When we sit too long our health suffers in various ways including obesity, heart disease and death.
The average American spends more than 1/2 of their time sitting. Individuals classified as “obese”, sit 2.5 more hours than those classified as “normal” and 1 in 3 Americans are now classified as obese.
More of us have sedentary jobs, the kind that require working at a desk for long hours. People with “sitting” jobs have 2 times the rate of cardiovascular disease and are 54% more likely to die of heart disease.
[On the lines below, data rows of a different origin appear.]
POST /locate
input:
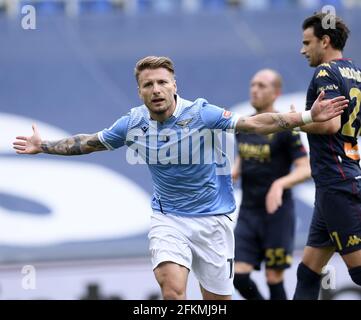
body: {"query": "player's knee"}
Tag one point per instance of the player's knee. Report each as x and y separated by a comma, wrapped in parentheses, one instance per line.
(274, 276)
(246, 287)
(241, 281)
(355, 274)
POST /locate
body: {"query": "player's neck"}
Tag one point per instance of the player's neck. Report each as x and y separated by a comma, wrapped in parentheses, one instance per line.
(161, 117)
(332, 55)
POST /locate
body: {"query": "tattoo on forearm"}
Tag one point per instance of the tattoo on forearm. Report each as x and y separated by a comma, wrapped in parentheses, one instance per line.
(281, 121)
(242, 125)
(75, 145)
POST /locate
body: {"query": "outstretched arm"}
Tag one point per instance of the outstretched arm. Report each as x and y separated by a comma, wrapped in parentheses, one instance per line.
(75, 145)
(265, 123)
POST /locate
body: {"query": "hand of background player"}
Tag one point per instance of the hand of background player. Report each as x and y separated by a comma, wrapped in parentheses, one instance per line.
(28, 145)
(274, 197)
(323, 110)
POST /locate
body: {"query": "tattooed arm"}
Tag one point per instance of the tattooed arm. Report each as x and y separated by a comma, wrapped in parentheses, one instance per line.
(75, 145)
(265, 123)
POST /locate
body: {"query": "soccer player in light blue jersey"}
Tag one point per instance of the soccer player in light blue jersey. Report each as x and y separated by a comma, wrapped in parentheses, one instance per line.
(179, 140)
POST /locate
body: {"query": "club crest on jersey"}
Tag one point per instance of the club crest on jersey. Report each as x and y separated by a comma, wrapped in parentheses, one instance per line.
(184, 123)
(322, 73)
(226, 114)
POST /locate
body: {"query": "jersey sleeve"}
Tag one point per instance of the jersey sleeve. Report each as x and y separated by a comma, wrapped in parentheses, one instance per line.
(115, 136)
(325, 79)
(218, 118)
(295, 145)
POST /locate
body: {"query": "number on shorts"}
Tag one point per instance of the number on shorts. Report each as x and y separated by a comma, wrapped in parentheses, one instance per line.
(335, 237)
(348, 129)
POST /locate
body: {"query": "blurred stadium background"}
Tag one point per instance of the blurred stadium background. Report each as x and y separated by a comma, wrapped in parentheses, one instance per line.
(82, 222)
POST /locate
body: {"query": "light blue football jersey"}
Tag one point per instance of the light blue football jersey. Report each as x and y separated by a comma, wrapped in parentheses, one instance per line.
(184, 154)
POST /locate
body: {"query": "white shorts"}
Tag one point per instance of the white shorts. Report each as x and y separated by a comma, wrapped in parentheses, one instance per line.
(204, 245)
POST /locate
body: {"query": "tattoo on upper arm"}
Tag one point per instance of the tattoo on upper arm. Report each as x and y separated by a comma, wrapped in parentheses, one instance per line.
(281, 121)
(75, 145)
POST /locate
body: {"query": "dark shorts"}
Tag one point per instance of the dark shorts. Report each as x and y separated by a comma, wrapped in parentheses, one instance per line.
(265, 237)
(336, 220)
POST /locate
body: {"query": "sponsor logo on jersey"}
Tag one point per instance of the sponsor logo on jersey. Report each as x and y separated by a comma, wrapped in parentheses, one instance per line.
(350, 73)
(351, 151)
(327, 88)
(184, 123)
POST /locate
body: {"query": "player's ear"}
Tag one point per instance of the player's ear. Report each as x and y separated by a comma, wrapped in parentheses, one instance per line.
(326, 40)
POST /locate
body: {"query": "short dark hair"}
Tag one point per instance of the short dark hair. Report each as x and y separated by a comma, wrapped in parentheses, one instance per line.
(338, 35)
(153, 62)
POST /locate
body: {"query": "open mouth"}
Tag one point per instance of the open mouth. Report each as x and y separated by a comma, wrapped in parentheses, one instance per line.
(158, 100)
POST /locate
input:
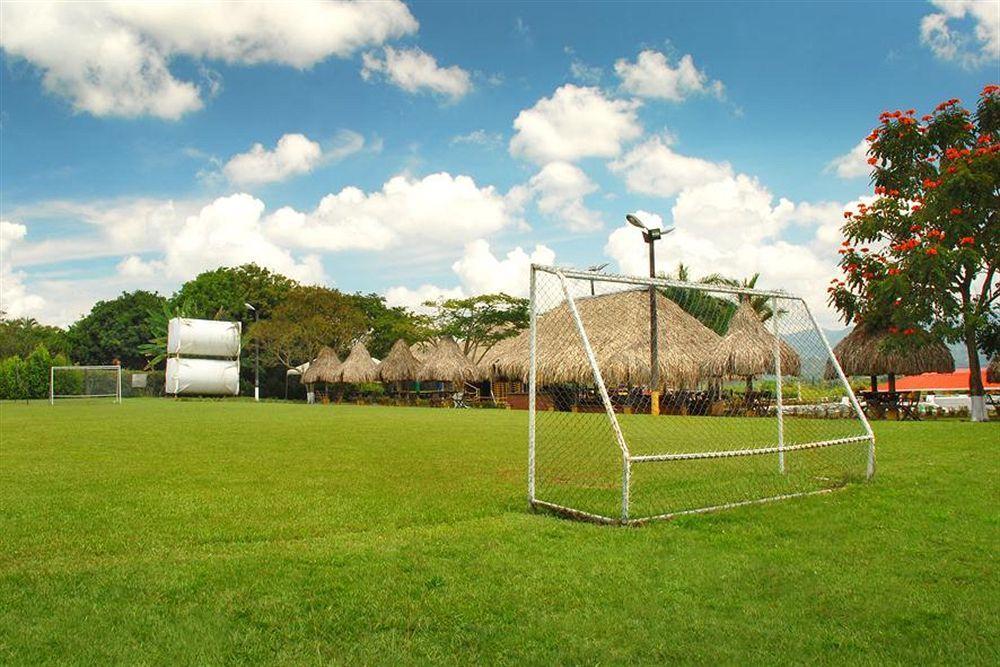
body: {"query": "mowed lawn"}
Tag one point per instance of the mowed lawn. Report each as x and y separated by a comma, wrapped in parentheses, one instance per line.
(214, 532)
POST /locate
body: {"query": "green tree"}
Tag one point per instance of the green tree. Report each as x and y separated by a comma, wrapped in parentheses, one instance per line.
(115, 329)
(480, 322)
(925, 253)
(20, 336)
(222, 294)
(388, 324)
(307, 319)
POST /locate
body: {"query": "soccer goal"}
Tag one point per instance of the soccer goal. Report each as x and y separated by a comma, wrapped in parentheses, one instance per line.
(653, 398)
(85, 382)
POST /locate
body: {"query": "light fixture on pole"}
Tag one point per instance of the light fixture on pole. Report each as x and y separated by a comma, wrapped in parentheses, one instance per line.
(256, 356)
(651, 235)
(594, 269)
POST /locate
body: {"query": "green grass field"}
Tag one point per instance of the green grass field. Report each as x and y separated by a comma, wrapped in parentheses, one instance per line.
(218, 532)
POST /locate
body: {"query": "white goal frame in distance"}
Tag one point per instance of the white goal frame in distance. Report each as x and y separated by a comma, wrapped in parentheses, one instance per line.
(118, 382)
(627, 458)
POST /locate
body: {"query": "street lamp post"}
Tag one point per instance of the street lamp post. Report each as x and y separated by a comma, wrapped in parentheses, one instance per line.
(256, 356)
(651, 235)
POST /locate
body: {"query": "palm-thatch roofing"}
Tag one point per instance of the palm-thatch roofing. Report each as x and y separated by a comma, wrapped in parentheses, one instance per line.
(323, 368)
(617, 326)
(399, 365)
(446, 363)
(864, 352)
(993, 370)
(748, 349)
(358, 367)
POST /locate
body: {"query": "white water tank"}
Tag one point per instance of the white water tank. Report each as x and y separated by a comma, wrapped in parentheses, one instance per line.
(203, 338)
(219, 377)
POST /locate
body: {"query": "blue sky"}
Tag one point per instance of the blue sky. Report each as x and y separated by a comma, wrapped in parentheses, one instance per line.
(436, 148)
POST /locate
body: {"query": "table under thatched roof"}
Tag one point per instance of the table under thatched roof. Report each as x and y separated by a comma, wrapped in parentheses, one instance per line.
(446, 363)
(864, 352)
(358, 367)
(399, 365)
(993, 370)
(617, 325)
(323, 368)
(748, 349)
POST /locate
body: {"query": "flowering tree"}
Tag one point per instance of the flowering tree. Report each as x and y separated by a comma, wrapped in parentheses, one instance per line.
(925, 253)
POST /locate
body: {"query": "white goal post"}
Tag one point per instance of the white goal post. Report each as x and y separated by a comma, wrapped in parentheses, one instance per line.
(654, 398)
(85, 382)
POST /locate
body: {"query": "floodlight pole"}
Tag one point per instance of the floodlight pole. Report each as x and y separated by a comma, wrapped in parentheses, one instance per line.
(256, 356)
(651, 236)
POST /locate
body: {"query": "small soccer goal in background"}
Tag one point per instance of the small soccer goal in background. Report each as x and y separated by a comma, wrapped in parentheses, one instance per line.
(652, 398)
(85, 382)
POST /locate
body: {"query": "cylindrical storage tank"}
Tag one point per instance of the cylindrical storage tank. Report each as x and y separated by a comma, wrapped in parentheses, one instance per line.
(203, 376)
(203, 338)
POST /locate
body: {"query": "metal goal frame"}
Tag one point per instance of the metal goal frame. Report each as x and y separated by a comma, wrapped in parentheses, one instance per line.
(628, 459)
(117, 395)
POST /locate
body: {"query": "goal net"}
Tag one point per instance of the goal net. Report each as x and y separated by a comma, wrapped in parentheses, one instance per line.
(85, 382)
(652, 398)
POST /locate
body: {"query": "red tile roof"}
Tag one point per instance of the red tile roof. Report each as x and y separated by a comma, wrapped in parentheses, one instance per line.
(957, 381)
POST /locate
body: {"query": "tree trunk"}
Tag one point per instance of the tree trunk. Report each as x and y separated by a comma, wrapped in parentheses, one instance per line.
(977, 411)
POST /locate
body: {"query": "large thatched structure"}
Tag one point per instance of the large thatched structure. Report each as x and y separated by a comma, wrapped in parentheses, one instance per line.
(358, 367)
(617, 326)
(399, 365)
(323, 368)
(864, 352)
(747, 349)
(446, 363)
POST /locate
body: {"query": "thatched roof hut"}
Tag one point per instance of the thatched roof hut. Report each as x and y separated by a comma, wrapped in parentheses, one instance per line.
(864, 352)
(617, 326)
(358, 367)
(446, 363)
(399, 365)
(747, 349)
(323, 368)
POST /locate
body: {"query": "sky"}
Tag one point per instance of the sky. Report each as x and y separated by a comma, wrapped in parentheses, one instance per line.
(428, 150)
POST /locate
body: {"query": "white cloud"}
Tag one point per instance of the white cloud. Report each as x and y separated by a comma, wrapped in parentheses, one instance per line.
(479, 137)
(439, 209)
(481, 272)
(113, 59)
(228, 232)
(414, 299)
(652, 76)
(574, 123)
(653, 168)
(415, 71)
(15, 298)
(559, 189)
(980, 47)
(853, 164)
(294, 154)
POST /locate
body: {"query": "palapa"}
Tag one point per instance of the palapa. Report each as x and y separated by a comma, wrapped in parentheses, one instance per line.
(446, 363)
(323, 368)
(358, 367)
(617, 326)
(399, 365)
(747, 349)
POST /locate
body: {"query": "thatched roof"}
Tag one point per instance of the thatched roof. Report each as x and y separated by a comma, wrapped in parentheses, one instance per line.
(399, 365)
(323, 368)
(617, 326)
(748, 349)
(863, 352)
(358, 367)
(993, 370)
(446, 363)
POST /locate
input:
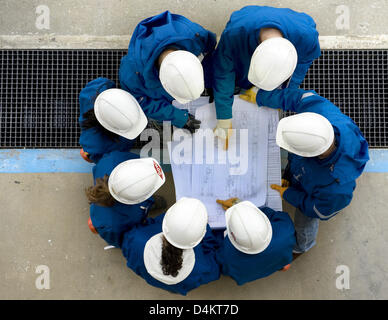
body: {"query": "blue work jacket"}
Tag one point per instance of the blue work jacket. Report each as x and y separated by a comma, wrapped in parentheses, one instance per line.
(139, 74)
(244, 267)
(321, 188)
(112, 222)
(94, 140)
(240, 39)
(205, 268)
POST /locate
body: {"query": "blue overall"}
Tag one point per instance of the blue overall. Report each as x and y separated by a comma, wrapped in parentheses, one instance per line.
(240, 39)
(112, 222)
(244, 267)
(321, 188)
(205, 269)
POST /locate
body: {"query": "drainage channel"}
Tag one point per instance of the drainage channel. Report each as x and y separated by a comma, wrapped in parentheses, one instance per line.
(39, 92)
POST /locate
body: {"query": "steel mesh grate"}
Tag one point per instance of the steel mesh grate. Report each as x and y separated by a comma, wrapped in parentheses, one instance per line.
(40, 88)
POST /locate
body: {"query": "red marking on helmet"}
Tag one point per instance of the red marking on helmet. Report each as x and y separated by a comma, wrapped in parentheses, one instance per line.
(159, 170)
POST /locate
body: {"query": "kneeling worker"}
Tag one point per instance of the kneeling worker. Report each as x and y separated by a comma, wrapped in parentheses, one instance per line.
(259, 242)
(169, 58)
(326, 154)
(176, 250)
(123, 194)
(110, 119)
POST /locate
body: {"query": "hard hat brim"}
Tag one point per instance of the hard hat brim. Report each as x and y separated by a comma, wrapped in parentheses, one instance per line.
(235, 244)
(159, 183)
(172, 241)
(283, 144)
(128, 134)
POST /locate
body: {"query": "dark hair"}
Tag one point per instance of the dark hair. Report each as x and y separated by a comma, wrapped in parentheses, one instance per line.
(172, 258)
(99, 193)
(92, 122)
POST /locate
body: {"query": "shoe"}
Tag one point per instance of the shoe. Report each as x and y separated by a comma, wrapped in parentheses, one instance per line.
(296, 255)
(285, 268)
(91, 227)
(85, 156)
(159, 203)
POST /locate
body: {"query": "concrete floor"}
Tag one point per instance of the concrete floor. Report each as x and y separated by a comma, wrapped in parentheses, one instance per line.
(43, 222)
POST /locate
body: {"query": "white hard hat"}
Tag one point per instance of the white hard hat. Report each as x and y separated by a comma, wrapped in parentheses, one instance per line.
(181, 75)
(184, 224)
(118, 111)
(272, 63)
(134, 181)
(249, 229)
(306, 134)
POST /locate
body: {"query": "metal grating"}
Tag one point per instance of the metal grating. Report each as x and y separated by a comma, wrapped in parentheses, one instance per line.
(39, 91)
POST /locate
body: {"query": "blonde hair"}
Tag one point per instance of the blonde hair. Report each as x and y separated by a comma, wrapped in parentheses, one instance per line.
(99, 193)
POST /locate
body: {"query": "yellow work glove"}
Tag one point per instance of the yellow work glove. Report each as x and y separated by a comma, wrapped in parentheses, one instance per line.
(285, 183)
(226, 204)
(249, 95)
(223, 130)
(279, 189)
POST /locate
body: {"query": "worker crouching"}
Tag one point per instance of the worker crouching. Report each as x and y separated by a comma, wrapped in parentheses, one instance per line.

If we continue to sit once we get home (3 or more extra hours of sitting) we are 64% more likely to die from heart disease, beyond that increases to 75% or more. Leisure activities like T.V. watching, surfing the internet and playing online video games have also increased our levels of inactivity.
What happens when we sit too long? We end up developing posture problems. The fascia, tissue that connects individual muscles into a network, begins to “set” when we stay in one position for too long (our bodies adapt to what we do most often). This can cause lower back pain. Weak gluteal muscles push the pelvis forward, putting stress on the spine, which also makes the belly protrude.
Did you know that sitting makes you fatter? Standing can burn up to 60 calories per minute while calorie burn drops to about 1 calorie per minute when sitting. The electrical activity in our legand gluteal muscles shuts off. Next, our gluteal muscles become lazy and quit firing which burns fewer calories. Our fat burning enzymes drop by 90% and HDL, “good” cholesterol, drops by 20%. Also, insulin effectiveness drops by 24%, increasing our risk for type 2 diabetes.
What about exercise? Exercise is essential for overall health and wellness, but it is not the antidote for sitting too long any more than jogging offsets the effects of smoking. We must get up and move throughout the day. Taking regular activity breaks can help us have up to a 4.1cm smaller waist line than people who do not take activity breaks.
Take a look at these 7 ways to fit quick and painless activity into your day:
- Stand up when talking on the phone.
- If you are sending a long email to someone in your office, get up and deliver it in-person.
- Set an alarm on your computer or phone to remind you to get up.
- Drink water throughout the day. This ensures you will get up at least once an hour to use the restroom.
- Take the stairs whenever possible.
- Walk around the building, parking lot or block before you get in your car to drive home.
- Take a walk at lunch, even a quick 10 minutes can make a big difference.
If you are really serious about increasing your activity, ask your boss for a treadmill desk or make your own!